There’s more to think about in Germany than the odd neo-Nazi being turned back by Australian immigration. With only three weeks to go, the forthcoming election on 19 September has been getting plenty of coverage, even in the Australian media, as with this report by James Button in The Age and in this morning’s Australian.

Incumbent chancellor Gerhard Schroeder isn’t ready to be counted out yet, despite the fact that his political obituaries were being written months ago. He came from behind to win the last election, in 2002, on the strength of his opposition to the Iraq war. If he can do it again, it will be one of the great political comebacks.

There are five parties that will be represented in the new German parliament. From right to left, they are the opposition Christian Democrats (CDU), the Liberals (FDP), the governing Social Democrats (SPD), their coalition partners the Greens, and the Left Party of ex-communists and SPD defectors.

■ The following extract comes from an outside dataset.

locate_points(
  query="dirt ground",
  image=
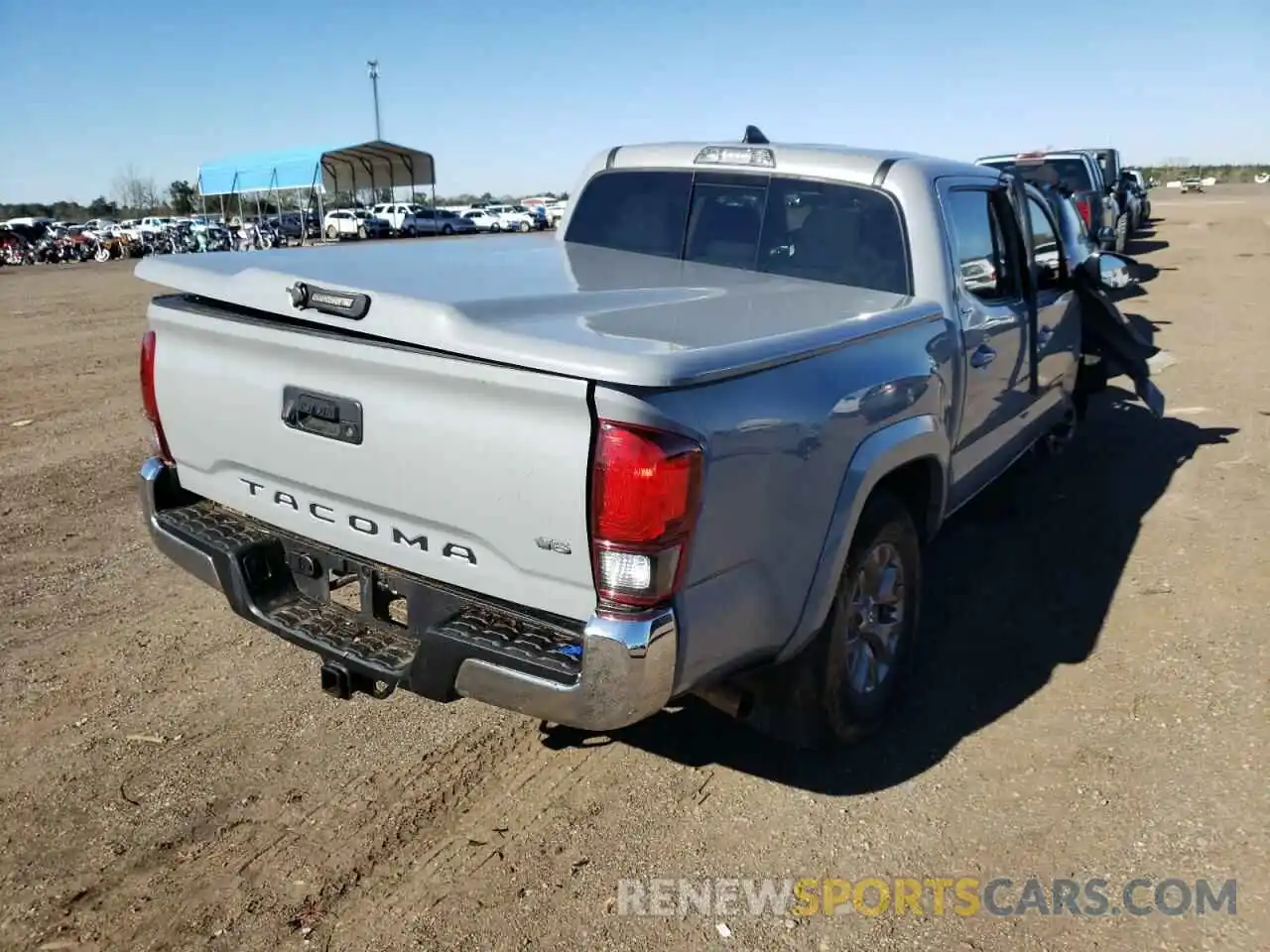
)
(1091, 701)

The key question is whether the first of these two will have a majority of seats between them. The opinion polls have had them well in front for a long time; and while their lead has been slipping, at present they are still hanging on to a majority. If that holds, they will form a coalition government, and CDU leader Angela Merkel will become Germany’s first female chancellor.

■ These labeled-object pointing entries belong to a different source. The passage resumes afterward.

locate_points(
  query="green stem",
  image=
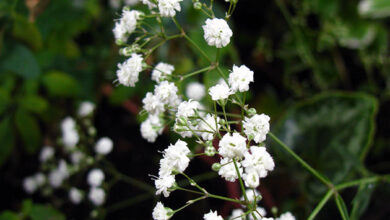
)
(301, 161)
(320, 205)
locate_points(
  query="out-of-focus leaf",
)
(361, 200)
(45, 212)
(332, 132)
(8, 215)
(28, 129)
(34, 103)
(27, 32)
(6, 139)
(22, 62)
(374, 8)
(342, 207)
(61, 84)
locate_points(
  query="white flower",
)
(187, 109)
(174, 158)
(209, 125)
(152, 104)
(258, 160)
(232, 146)
(257, 127)
(47, 153)
(149, 3)
(195, 91)
(236, 214)
(166, 92)
(161, 213)
(286, 216)
(219, 92)
(129, 70)
(75, 195)
(103, 146)
(85, 108)
(260, 213)
(70, 137)
(228, 170)
(212, 216)
(168, 8)
(151, 128)
(251, 194)
(97, 196)
(30, 185)
(217, 32)
(163, 183)
(240, 78)
(251, 179)
(95, 177)
(76, 157)
(161, 71)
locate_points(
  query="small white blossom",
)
(232, 146)
(163, 183)
(228, 170)
(168, 8)
(86, 108)
(257, 127)
(240, 78)
(161, 213)
(219, 92)
(103, 146)
(75, 195)
(129, 70)
(212, 216)
(151, 128)
(209, 126)
(97, 196)
(70, 137)
(258, 160)
(167, 93)
(195, 91)
(95, 177)
(251, 179)
(152, 104)
(217, 32)
(286, 216)
(47, 153)
(161, 71)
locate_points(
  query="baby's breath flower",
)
(257, 127)
(240, 78)
(217, 32)
(161, 71)
(129, 70)
(168, 8)
(212, 216)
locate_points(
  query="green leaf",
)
(361, 200)
(332, 132)
(28, 129)
(22, 62)
(34, 103)
(45, 212)
(342, 207)
(61, 84)
(6, 139)
(374, 8)
(8, 215)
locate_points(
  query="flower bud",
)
(216, 167)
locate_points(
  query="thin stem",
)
(320, 205)
(301, 161)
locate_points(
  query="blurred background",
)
(322, 73)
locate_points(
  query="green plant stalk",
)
(301, 161)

But if the CDU-FDP combination falls short, things will get interesting. Neither major party will go into coalition with the ex-communists, so there seem to be three possibilities. There could be a minority SPD-Greens government with the tacit support of the Left Party; or a grand coalition between the CDU and the SPD, locking out the smaller parties; or the FDP could switch sides (as it has done before) and combine with the SPD and Greens to provide a majority.

Most participants agree that Germany is in need of fairly major economic reform, but it is an open question which side is better placed to offer it. Schroeder’s reforms so far have been minor, but enough to earn him plenty of popular ill-will. The CDU, like John Howard here in 1996, seems to be playing both sides: promising further reform, but capitalising on the unpopularity of what has already been done.